Though the Houthis and their allies have been pushed out of large swaths of the country's south, most notably the port city of Aden, Ould Cheikh Ahmed noted that those who repulsed the Shia rebels were in many cases only allies of convenience with the coalition.
"The instability and violence which have plagued Aden following its capture is likely also a source of concern," wrote the envoy. "The mostly pro-independence Hiraak fighters are unwilling to cooperate fully with the GoY [Government of Yemen] in attempts to expand northward."
"This leaves the coalition dependent on ground troops from Islah, Salafi and AQAP related groups," he wrote, referring in the later instance to groups tied to al Qaeda's affiliate in Yemen, or the terror outfit itself. The envoy said al Qaeda's "increased visibility" in Aden after the Houthis left "has started to raise serious concerns for UAE and in some KSA circles."
On Monday, Doha-owned al Jazeera reported that 1,000 of Qatar's soldiers would be deployed in Yemen's Marib province, along with 200 armored vehicles and 30 Apache helicopters. Al Jazeera said that more troops were expected to deploy "with the aim of securing the Jawf governorate."
Several thousand Emirati soldiers are already believed to be in Yemen, along with Saudi forces.
More than 4,500 people — roughly half of them civilians — have been killed by all sides since the start of the coalition's intervention on March 26, according to the UN. Both the Houthis and the coalition have been accused of gross human rights violations and war crimes. The Houthis regularly shell residential areas indiscriminately, most recently in the contested city of Taiz. As they retreat, anti-Hadi forces have been documented leaving thousands of deadly anti-personnel mines in their wake.

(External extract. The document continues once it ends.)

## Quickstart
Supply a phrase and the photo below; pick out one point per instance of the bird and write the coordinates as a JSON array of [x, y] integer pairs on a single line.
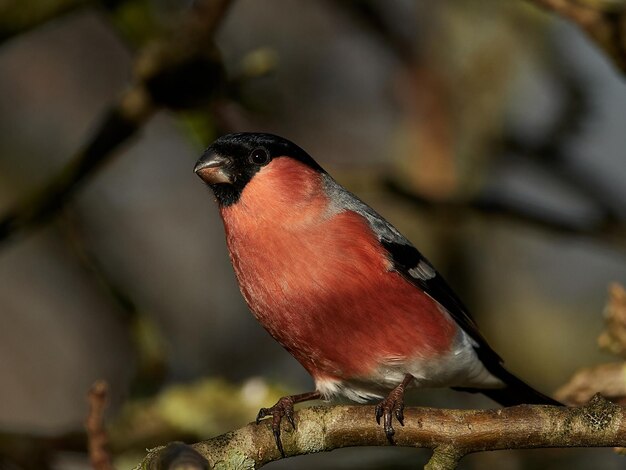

The coalition, meanwhile, has been cited repeatedly by international human rights groups and the UN for likely violating international law by bombing civilian areas. Groups including Human Rights Watch have raised questions over US support for the coalition. Washington provides logistical and targeting assistance to the Saudis, and has recently greenlit billions in arms sales for the Kingdom.
Though members of Hadi's government have called a battle for Sanaa "imminent," Ould Cheikh Ahmed, considering recent Houthi counterattacks, offered a more sobering assessment.
"The coalition's difficulties moving northward suggest that an assault on Sanaa would likely be difficult and [more] time-consuming than they had previously expected," he told Feltman.
"In light of the above, I have reached the conclusion that we should now move towards a new round of direct talks," he said. The envoy suggested that the talks, which would follow failed negotiations in Geneva in July, take place in Oman prior to the Muslim holiday of Eid al-Adha, on September 23.
But despite UN efforts and messaging from the Houthis, both sides have hardened their stance, at least on the battlefield. Past humanitarian pauses have been completely ignored by the coalition and the Houthis.
In Muscat, the envoy said he had scraped the barrel with Houthi representatives, as he pushed them to compromise.
"It will be difficult, at this stage, to push them towards further concessions," he wrote.
But whatever the Houthis tell Ould Cheikh Ahmed matters little if the Saudis don't take UN-sponsored talks in Oman seriously, something the envoy alluded to in his email.
"US officials were disappointed that Saudis had sent relatively junior representatives," wrote Ould Cheikh Ahmed, adding that "the meetings unfortunately shed very little light on KSA's strategy in the conflict or their willingness to support a negotiated settlement in the near future."